To describe the effect of the mature 1-dose varicella vaccination program on varicella morbidity, we analyzed 2 national databases for varicella-related hospitalizations in the United States since implementation of the varicella vaccination program in 1995.

PATIENTS AND METHODS:

Data from the National Hospital Discharge Survey and Nationwide Inpatient Sample were analyzed to describe trends in varicella-related hospitalizations during the 1-dose vaccination era (2000–2006) compared with those in the prevaccination era (1988–1995). Varicella-related hospitalizations were defined by using International Classification of Diseases, Ninth Revision codes. Results were extrapolated to represent national estimates.

RESULTS:

Using National Hospital Discharge Survey data, 24 488 varicella-related hospitalizations were estimated to occur in the United States during the 1-dose vaccination era. The varicella-related hospitalization rate was 0.12 per 10 000 population during the 1-dose vaccination era versus 0.42 per 10 000 population in the prevaccination era (P < .01).
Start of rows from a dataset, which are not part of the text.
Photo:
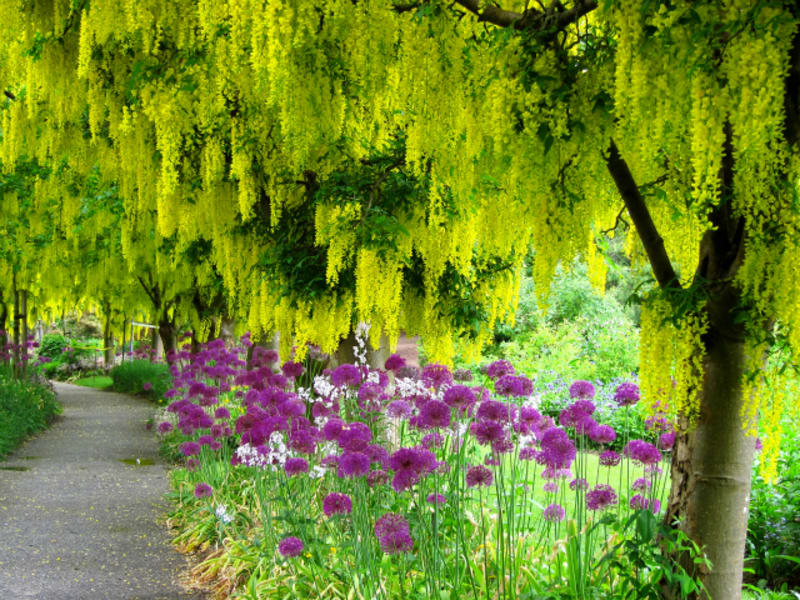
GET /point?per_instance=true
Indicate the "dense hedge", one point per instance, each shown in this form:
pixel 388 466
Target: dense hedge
pixel 143 378
pixel 26 407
During the 1-dose vaccination era, the estimated annual average number of varicella-related hospitalizations was significantly lower and decreased by ≥65% in all age groups compared with those in the prevaccination era (P < .001 in all age groups). The varicella-related hospitalization rate during the 1-dose vaccination era estimated from the Nationwide Inpatient Sample was 0.09 per 10 000 population.

CONCLUSIONS:

Varicella-related hospitalization numbers and rates declined significantly during the 1-dose varicella vaccination era. Assuming declines in varicella-related hospitalizations are due, mainly, to the routine childhood varicella vaccination program, these data suggest that varicella vaccination prevented ∼50 000 varicella-related hospitalizations in the United States from 2000 to 2006.